Ratujące życie czyli jakie?
Za procedury wykonane w zeszłym roku poza limitami, szpitale dotąd nie mogą doczekać się pieniędzy, przez co rosną długi. Wiceminister zdrowia Jakub Szulc z PO mówi otwarcie, że mogą liczyć tylko na zwrot kosztów za świadczenia ratujące życie. A skoro tak, to wydłużają się szpitalne kolejki pacjentów czekających na operację. Zdrowego człowieka się na operacje nie kieruje. Dlatego nie ma się co dziwić dyrektorowi Szpitala im. Kopernika w Łodzi, który w liście do NFZ domaga się zdefiniowania, które operacje ratują życie, a które można uznać jako planowe. – „Proszę określić, których pacjentów mamy zdyskwalifikować?” – pytał w liście dyrektor Wojciech Szrajber, bo Szpital im Kopernika przyjął już tylu chorych, że przekroczył limit wyznaczony przez NFZ o 3 mln zł.

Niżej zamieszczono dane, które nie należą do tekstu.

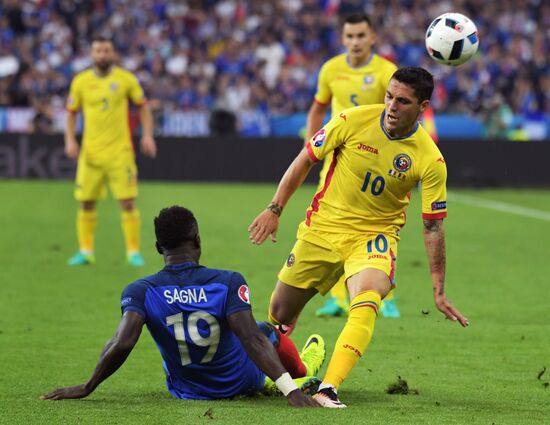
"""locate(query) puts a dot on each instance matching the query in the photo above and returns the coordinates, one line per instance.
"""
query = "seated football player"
(202, 323)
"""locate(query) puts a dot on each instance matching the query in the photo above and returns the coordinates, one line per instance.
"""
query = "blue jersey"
(186, 308)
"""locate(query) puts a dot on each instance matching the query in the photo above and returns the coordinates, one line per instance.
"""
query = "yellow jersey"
(370, 175)
(346, 87)
(104, 104)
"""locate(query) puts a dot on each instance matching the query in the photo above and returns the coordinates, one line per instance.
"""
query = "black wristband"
(275, 208)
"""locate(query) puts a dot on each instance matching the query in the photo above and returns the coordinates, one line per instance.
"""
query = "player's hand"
(78, 391)
(148, 146)
(451, 313)
(297, 398)
(72, 150)
(264, 225)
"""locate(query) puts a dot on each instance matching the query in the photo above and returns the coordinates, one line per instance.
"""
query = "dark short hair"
(421, 81)
(356, 18)
(174, 226)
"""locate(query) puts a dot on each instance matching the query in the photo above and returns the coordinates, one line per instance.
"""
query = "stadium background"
(195, 57)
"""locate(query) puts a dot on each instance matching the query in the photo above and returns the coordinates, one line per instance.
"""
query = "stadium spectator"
(202, 323)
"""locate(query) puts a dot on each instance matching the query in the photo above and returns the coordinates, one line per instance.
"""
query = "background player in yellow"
(352, 226)
(102, 94)
(356, 77)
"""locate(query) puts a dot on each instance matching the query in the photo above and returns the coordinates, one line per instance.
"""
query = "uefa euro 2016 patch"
(319, 138)
(440, 205)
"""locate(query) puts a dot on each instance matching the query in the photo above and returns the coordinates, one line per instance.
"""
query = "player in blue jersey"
(201, 321)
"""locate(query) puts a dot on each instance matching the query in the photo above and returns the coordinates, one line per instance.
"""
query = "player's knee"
(279, 313)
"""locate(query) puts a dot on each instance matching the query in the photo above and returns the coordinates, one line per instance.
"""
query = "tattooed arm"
(434, 240)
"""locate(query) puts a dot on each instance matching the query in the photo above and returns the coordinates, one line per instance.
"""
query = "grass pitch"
(55, 319)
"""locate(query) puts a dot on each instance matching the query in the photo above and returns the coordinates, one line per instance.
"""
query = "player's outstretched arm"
(113, 356)
(71, 145)
(264, 355)
(267, 222)
(434, 240)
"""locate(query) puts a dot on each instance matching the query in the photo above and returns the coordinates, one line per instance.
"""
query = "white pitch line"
(500, 206)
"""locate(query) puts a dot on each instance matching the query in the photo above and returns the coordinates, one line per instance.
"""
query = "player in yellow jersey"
(107, 154)
(356, 77)
(380, 153)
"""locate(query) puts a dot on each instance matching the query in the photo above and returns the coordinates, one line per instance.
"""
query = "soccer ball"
(452, 39)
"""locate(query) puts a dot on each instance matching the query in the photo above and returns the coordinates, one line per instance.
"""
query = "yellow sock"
(86, 221)
(131, 226)
(354, 338)
(340, 293)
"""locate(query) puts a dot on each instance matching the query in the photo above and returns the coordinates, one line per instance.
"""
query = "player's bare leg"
(86, 221)
(366, 289)
(286, 304)
(131, 226)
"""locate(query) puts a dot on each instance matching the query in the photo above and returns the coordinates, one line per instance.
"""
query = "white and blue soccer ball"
(452, 39)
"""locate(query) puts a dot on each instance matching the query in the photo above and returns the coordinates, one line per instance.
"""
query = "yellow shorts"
(319, 259)
(92, 177)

Jednak NFZ nie zamierza brać na siebie odpowiedzialności, choć to instytucja podległa rządowi, który jest konstytucyjnie odpowiedzialny za dostęp pacjentów do świadczeń medycznych i ochronę zdrowiaobywateli. – To nie urzędnicy mają określać, czy pacjent wymaga natychmiastowej pomocy, tylko lekarz – słyszymy z ust rzeczniczki NFZ Edyty Grabowskiej -Woźniak. Ale podział na operacje ratujące życie i planowe nie jest taki prosty. Każdy przypadek jest indywidualny i w takich sytuacjach zwłoka zawsze może okazać się dla pacjenta wyrokiem.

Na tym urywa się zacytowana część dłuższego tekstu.